Gesundheitspolitik

75% aller Apotheken sind in Kooperationen

Die Branche trifft sich beim Kooperationsgipfel in München

München (diz). Über drei Viertel aller deutschen Apotheken haben sich mittlerweile einer Kooperation angeschlossen. Knapp ein Viertel davon gehört sogar zwei oder mehreren Kooperationen an.

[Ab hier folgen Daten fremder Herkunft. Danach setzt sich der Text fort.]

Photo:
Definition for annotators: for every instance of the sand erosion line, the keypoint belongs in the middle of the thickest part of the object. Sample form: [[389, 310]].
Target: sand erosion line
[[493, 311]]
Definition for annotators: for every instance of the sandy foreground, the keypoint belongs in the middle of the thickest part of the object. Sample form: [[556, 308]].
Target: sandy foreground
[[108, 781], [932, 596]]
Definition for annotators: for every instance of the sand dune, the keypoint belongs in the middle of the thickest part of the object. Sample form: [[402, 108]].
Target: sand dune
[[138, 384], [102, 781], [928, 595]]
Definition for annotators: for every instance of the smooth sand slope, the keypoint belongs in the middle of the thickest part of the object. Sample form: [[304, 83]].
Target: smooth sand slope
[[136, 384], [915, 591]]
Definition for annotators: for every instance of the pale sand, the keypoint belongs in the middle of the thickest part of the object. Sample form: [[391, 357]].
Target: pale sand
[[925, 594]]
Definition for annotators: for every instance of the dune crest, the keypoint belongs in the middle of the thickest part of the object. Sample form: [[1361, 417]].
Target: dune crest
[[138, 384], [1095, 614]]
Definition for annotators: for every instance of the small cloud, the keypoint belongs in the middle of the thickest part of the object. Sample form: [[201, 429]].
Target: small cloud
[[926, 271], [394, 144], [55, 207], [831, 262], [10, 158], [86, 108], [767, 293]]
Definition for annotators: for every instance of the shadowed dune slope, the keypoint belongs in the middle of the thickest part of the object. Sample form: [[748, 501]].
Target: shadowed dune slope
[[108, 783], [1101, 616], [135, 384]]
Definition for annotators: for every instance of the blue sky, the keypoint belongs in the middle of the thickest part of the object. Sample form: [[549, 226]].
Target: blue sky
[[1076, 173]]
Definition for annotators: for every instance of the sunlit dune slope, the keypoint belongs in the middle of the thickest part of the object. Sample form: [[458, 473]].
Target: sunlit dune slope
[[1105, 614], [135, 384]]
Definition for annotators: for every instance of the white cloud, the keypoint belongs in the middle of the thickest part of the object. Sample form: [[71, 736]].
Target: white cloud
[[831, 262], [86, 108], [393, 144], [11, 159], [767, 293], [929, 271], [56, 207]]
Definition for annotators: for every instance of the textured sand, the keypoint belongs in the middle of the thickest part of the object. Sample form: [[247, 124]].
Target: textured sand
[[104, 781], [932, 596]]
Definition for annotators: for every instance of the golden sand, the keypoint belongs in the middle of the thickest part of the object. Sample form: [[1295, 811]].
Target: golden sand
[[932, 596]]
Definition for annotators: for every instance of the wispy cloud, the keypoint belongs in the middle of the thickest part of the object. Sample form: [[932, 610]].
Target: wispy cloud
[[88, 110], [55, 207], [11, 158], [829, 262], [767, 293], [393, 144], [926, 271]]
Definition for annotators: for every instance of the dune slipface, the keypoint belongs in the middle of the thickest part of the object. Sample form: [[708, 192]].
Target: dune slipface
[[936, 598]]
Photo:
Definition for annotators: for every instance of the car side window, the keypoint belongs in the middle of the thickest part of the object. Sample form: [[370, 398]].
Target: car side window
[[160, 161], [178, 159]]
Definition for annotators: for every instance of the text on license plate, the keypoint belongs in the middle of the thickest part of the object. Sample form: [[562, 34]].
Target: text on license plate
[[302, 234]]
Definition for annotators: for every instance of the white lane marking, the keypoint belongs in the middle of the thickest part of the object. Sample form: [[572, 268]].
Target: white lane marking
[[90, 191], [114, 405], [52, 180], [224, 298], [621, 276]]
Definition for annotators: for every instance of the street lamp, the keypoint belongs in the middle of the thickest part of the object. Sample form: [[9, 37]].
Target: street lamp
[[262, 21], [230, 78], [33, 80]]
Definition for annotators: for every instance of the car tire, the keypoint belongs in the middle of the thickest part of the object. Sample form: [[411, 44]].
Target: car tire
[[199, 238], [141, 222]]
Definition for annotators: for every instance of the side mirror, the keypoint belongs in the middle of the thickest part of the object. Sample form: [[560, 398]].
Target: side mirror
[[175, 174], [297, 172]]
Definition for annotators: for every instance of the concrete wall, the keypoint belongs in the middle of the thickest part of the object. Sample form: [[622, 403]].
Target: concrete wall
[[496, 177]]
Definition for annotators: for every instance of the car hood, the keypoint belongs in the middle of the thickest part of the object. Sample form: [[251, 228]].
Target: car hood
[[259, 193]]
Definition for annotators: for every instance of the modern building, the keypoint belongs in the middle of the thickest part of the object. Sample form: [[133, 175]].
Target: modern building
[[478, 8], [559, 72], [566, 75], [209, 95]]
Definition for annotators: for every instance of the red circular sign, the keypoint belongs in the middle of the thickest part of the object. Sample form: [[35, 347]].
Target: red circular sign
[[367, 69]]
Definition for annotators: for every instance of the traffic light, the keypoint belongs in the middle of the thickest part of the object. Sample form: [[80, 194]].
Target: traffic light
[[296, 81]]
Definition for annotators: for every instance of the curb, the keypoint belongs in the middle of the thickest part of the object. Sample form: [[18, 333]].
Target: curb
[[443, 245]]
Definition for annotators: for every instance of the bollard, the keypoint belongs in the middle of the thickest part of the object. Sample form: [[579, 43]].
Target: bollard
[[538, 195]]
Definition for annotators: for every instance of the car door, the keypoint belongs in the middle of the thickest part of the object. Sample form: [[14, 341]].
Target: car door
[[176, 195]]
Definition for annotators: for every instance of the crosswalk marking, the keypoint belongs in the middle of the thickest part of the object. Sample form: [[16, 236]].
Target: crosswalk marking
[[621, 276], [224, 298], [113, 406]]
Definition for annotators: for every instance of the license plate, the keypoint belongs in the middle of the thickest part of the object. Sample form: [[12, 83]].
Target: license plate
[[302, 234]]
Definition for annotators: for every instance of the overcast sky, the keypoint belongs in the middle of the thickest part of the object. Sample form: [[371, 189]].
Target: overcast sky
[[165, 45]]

Die Gründe, unter das Dach einer Kooperation zu schlüpfen, liegen in erster Linie in verbesserten Einkaufskonditionen und in Marketingkonzepten.

Auf dem Kooperationsgipfel 2011, den der Bundesverband Deutscher Apothekenkooperationen (BVDAK) am 3. und 4. Februar in München veranstaltete, traf sich die Branche und diskutierte die Zukunft der Kooperationen und Auswirkungen des Arzneimittelmarktneuordnungsgesetzes (AMNOG).

Dr. Stefan Hartmann, 1. Vorsitzender des BVDAK, stellte angesichts der Herausforderungen, die auf die Apotheken zukommen, fest: "Unsere heilberufliche Zukunft wird politisch und betriebswirtschaftlich entschieden." Festzustellen sei, dass Apotheken unter dem Kostendruck durch das AMNOG Leistungen abbauen, die betriebswirtschaftlich nichts bringen, aber eigentlich zum Wesen einer Apotheke gehören. Dies sei zwar verständlich, aber langfristig kritisch zu sehen.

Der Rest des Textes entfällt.